Le glyphosate, substance active de plusieurs herbicides, avait été classé en 2015 comme « cancérogène probable » pour les humains par le Centre international de recherche sur le cancer de l’Organisation mondiale de la santé. Monsanto, et sa maison mère allemande Bayer, sont empêtrés depuis des années dans de multiples et coûteuses procédures judiciaires aux Etats-Unis, liées à l’utilisation du désherbant Roundup, qui en contient. Le groupe a notamment conclu en 2020 un accord à 10 milliards de dollars pour solder les poursuites de ses anciens utilisateurs.
Un groupe d’experts de l’Institut national de santé et de la recherche médicale (Inserm) en France a par la suite conclu en 2021 à « l’existence d’un risque accru de lymphomes non hodgkiniens avec une présomption moyenne de lien » avec le glyphosate. De son côté, l’EFSA a simplement relevé « un risque élevé à long terme chez les mammifères » pour la moitié des usages proposés du glyphosate, mais reconnu que le manque de données empêchait toute analyse définitive. Enfin, l’Agence européenne des produits chimiques (ECHA) a jugé l’an dernier que les preuves scientifiques disponibles ne permettaient pas de le classer comme cancérogène.
Quelles réactions cette éventuelle reconduction suscite-t-elle ?
Pascal Canfin, président (Renew, libéraux) de la commission Environnement du Parlement européen, déplore l’absence de « restrictions sérieuses d’usage ». L’élu a dénoncé une « proposition non conforme aux conclusions de l’EFSA, qui pointent de nombreuses zones grises ».
« En détruisant la biodiversité, le glyphosate met en danger notre sécurité alimentaire à long terme. Cette proposition est irresponsable », a fustigé l’eurodéputé Verts Benoît Biteau. « Les intérêts industriels priment clairement sur la santé et l’environnement », selon l’organisation écologiste PAN Europe. Dans les colonnes de Mediapart, Laurence Huc, toxicologue et spécialiste des pesticides, estime que « si les évaluations européennes reposaient sur la science, le glyphosate serait interdit depuis des décennies ».
De son côté, Christian Durlin, un responsable du syndicat agricole FNSEA, ne voit « aucun élément pouvant alimenter un refus de prolonger » l’autorisation, mais met en garde contre de possibles distorsions dans les règles d’application entre les Etats. Par ailleurs, « on ne voit pas les raisons d’appliquer une bande tampon, il n’est pas démontré qu’il y a un problème », ajoute-t-il.

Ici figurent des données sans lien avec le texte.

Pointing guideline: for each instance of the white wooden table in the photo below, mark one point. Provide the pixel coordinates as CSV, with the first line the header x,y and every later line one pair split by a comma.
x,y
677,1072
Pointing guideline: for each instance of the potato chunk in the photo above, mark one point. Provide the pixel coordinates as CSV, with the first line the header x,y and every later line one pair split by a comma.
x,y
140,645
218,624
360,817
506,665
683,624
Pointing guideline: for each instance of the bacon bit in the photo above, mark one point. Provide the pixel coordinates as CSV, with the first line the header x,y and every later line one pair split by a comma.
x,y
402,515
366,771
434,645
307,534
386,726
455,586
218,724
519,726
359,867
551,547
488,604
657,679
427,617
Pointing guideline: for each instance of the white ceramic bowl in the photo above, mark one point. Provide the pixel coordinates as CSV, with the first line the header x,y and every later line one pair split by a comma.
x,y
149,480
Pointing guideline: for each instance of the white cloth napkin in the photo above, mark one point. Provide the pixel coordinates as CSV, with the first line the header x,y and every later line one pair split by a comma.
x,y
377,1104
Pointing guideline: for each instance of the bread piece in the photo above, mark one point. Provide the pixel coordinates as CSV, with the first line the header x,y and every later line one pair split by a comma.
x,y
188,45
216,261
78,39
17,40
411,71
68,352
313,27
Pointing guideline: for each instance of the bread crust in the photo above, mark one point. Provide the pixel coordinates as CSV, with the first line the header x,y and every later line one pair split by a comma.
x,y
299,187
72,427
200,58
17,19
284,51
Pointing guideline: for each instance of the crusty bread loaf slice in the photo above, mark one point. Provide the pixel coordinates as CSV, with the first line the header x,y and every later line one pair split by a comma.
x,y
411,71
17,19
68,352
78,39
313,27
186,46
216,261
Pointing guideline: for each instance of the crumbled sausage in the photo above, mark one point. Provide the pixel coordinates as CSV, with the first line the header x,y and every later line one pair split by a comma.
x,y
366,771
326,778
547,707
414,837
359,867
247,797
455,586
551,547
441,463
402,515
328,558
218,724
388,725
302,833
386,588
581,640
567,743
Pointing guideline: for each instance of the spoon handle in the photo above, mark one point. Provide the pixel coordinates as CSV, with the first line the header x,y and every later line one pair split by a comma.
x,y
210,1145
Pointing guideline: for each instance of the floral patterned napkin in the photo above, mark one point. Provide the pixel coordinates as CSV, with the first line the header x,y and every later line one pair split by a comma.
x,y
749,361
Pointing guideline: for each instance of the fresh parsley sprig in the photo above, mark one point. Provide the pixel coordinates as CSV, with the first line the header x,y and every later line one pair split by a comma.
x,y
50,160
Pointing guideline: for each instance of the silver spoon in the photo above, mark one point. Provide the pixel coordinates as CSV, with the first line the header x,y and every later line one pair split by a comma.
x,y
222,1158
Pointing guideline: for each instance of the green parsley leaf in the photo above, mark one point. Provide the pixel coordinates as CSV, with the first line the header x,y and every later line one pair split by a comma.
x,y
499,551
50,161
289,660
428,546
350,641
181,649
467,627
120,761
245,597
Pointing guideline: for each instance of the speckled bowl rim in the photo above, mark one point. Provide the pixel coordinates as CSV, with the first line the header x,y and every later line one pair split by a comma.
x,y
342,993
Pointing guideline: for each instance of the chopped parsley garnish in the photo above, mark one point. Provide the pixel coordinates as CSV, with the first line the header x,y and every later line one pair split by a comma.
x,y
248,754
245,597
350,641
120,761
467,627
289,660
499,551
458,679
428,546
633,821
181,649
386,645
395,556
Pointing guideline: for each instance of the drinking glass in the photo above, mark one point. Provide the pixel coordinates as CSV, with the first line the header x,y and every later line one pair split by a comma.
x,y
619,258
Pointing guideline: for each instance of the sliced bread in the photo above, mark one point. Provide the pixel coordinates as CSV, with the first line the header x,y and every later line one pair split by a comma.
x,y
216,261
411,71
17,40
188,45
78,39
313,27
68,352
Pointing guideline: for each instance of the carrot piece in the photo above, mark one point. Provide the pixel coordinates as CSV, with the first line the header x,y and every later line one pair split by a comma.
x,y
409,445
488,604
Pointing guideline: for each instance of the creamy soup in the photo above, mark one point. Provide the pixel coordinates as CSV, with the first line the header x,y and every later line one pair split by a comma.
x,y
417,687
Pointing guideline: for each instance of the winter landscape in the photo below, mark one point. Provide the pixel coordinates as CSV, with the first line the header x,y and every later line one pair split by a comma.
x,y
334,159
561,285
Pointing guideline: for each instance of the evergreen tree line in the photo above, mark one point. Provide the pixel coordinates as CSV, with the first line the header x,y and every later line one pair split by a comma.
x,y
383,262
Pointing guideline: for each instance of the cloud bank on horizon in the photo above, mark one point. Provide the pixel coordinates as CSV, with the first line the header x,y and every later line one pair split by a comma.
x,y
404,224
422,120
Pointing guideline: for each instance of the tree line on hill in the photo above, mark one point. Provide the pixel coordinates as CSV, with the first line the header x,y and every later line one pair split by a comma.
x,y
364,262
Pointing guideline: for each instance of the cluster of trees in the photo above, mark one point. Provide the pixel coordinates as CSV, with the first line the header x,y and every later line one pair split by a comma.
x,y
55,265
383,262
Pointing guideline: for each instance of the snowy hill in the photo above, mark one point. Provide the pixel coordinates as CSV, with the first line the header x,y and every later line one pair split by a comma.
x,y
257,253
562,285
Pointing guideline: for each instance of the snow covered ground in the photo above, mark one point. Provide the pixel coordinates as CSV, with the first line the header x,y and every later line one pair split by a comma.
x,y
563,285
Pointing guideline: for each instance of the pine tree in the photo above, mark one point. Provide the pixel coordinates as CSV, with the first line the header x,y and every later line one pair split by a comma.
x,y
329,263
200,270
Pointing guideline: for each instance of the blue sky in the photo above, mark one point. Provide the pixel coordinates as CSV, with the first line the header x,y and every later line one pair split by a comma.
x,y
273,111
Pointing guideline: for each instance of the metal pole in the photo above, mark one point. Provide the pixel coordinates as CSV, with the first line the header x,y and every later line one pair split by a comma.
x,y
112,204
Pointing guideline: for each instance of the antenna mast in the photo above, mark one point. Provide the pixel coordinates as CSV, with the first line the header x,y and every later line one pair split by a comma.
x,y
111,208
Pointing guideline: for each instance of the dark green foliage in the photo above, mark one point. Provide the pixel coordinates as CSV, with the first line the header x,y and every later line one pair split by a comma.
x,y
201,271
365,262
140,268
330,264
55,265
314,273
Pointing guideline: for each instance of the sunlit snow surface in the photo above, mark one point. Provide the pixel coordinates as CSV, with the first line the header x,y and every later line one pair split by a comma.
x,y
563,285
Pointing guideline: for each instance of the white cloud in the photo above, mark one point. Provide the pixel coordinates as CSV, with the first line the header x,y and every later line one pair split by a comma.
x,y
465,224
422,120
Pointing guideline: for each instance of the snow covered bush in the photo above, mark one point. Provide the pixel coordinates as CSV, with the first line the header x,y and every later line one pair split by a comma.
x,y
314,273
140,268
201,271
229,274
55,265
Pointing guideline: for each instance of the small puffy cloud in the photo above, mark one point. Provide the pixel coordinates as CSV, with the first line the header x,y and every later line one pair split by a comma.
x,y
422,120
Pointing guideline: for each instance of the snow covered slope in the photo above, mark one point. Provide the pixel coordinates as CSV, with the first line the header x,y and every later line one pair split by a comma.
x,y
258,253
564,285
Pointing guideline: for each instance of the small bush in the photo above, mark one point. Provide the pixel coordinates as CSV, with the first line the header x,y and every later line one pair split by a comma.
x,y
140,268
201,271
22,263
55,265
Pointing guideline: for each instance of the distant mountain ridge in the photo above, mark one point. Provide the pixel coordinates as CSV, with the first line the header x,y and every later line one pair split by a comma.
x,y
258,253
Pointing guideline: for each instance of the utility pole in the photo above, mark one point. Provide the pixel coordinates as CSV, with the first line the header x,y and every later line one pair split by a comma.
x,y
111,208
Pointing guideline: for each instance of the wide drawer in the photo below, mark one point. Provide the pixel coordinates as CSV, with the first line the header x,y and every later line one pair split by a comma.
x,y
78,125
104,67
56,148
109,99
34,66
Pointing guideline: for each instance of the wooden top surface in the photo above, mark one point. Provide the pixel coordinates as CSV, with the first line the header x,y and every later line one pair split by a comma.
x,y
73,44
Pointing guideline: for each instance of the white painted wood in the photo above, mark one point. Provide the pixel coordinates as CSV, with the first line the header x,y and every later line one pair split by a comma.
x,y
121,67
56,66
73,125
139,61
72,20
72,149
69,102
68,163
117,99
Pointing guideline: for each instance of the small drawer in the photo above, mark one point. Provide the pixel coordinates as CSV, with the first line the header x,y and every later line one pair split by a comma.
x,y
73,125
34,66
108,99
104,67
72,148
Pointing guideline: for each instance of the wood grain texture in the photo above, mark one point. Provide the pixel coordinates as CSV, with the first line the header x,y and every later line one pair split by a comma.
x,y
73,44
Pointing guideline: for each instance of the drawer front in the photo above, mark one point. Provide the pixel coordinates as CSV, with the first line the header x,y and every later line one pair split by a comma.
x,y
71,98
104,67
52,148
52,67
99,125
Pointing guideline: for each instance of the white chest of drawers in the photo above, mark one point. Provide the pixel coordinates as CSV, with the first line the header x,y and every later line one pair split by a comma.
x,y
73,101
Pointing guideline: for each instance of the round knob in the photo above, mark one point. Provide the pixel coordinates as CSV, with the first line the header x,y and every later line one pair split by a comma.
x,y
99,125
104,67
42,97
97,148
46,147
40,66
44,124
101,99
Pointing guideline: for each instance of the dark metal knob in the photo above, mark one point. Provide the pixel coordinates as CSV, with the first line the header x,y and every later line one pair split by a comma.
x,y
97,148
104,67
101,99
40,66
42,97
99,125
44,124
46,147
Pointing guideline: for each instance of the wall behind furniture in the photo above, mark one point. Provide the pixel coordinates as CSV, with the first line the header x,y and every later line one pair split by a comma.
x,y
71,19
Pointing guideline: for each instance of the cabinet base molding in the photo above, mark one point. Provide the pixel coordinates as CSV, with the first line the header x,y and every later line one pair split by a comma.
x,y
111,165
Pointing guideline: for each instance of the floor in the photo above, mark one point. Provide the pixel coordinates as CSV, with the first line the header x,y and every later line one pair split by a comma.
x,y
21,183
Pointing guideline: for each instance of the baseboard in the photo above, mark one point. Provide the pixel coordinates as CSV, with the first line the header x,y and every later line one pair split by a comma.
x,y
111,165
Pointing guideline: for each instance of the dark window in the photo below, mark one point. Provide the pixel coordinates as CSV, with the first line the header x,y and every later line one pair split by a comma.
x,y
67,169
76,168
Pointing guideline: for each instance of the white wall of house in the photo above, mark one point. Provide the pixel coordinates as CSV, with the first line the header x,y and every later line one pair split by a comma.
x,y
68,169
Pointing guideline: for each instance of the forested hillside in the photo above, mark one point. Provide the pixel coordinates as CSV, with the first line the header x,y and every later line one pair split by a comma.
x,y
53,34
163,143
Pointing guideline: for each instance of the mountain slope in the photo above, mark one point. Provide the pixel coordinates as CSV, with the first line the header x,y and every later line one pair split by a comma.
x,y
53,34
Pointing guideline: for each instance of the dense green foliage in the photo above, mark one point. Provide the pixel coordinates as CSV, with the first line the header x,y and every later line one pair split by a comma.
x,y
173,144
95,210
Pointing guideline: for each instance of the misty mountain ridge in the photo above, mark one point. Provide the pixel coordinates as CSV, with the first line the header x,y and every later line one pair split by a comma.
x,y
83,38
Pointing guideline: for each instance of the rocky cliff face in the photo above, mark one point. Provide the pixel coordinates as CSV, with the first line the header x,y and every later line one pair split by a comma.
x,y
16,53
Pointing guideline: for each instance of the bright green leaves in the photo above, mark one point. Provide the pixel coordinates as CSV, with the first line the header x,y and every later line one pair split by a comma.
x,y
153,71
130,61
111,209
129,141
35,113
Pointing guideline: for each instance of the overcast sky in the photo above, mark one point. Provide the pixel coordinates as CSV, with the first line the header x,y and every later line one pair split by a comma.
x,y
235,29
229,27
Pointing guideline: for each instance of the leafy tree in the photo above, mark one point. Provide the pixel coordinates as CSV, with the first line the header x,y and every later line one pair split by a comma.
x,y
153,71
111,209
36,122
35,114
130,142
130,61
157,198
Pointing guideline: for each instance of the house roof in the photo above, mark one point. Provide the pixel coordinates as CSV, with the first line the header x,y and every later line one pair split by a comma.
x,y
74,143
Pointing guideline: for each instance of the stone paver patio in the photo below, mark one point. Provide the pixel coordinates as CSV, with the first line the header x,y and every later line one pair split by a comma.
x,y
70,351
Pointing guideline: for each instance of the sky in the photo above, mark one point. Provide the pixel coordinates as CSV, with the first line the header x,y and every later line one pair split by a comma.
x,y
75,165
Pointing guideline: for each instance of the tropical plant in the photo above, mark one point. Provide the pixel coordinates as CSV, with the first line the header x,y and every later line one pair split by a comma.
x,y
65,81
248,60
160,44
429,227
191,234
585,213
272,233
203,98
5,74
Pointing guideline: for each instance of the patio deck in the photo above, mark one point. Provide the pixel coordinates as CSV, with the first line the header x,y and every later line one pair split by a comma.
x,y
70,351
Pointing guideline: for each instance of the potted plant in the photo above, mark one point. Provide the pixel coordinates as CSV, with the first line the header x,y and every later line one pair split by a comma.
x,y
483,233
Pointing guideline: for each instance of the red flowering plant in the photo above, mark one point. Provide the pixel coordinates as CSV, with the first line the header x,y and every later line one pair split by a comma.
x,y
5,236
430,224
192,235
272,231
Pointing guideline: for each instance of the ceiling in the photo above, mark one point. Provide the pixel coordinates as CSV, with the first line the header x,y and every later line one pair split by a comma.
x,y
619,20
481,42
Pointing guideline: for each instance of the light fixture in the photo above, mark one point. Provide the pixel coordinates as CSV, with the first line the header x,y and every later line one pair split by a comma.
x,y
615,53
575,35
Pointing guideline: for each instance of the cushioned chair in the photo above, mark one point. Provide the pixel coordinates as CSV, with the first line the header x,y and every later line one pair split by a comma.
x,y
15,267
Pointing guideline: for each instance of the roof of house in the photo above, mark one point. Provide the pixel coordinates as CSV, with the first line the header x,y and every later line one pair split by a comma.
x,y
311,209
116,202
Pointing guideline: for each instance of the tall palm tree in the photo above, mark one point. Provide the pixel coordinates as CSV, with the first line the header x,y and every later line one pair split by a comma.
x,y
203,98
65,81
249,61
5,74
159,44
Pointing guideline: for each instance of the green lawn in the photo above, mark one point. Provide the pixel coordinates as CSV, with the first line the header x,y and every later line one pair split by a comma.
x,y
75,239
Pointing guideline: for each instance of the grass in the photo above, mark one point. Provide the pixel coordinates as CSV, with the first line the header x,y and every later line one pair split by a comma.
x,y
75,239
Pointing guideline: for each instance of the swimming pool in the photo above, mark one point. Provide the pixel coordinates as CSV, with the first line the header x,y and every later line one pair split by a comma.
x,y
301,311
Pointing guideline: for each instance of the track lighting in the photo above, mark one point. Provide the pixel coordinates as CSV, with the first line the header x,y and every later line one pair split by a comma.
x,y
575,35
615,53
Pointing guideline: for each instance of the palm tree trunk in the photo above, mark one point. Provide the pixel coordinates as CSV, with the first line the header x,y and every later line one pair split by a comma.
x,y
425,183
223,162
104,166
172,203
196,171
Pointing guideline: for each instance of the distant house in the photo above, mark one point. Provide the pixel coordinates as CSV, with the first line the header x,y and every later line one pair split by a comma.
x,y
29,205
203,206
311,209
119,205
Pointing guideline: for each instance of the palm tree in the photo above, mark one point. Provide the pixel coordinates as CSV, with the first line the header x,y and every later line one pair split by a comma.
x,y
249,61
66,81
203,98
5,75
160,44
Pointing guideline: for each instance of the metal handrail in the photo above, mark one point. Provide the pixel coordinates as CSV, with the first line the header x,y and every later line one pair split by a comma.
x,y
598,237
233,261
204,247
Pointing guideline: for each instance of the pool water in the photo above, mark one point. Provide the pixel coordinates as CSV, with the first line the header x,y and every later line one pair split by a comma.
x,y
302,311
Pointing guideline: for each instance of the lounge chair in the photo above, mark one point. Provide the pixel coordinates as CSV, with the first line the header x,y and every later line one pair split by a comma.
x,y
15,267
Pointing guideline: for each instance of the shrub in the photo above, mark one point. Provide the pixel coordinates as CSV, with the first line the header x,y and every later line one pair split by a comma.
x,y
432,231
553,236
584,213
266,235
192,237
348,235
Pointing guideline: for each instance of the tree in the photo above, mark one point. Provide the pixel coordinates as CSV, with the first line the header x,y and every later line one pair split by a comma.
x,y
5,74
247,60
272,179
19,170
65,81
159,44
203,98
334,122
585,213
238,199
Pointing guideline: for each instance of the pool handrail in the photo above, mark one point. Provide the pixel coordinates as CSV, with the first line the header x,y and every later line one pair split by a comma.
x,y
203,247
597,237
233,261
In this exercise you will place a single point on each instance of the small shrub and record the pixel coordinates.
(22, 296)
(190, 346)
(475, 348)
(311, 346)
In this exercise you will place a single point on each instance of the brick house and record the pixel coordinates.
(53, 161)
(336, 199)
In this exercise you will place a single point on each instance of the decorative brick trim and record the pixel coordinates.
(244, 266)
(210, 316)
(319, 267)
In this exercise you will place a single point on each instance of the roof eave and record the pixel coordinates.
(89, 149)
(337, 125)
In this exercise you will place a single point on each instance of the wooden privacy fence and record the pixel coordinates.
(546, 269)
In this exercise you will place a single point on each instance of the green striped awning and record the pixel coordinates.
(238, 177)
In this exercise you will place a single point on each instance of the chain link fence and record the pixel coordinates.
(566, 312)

Quelle est la position de la France ?
En novembre 2017, Emmanuel Macron s’était engagé à mettre en œuvre l’interdiction du glyphosate « au plus tard dans trois ans ». « Je n’ai pas changé d’avis » sur cet objectif, mais « je n’ai pas réussi » à l’accomplir, a reconnu le chef d’Etat en décembre 2020, estimant qu’il s’agissait d’un échec « collectif ». Depuis, Paris s’est fixé comme objectif de sortir de l’essentiel des usages de ce désherbant. En 2020, l’Anses a annoncé des restrictions progressives pour son usage dans l’agriculture, son utilisation par les particuliers étant prohibée depuis 2019.
Mercredi, la proposition de la Commission européenne a été jugée insatisfaisante par Paris, qui prône une « approche » selon laquelle l’usage du glyphosate doit être restreint aux seuls usages pour lesquels il n’existe aucune alternative viable. « La France demande que cette démarche soit harmonisée au niveau européen », a souligné le ministère de l’Agriculture. Reste à voir si Paris parviendra à orienter dans cette direction le débat qui s’ouvre à la Commission européenne.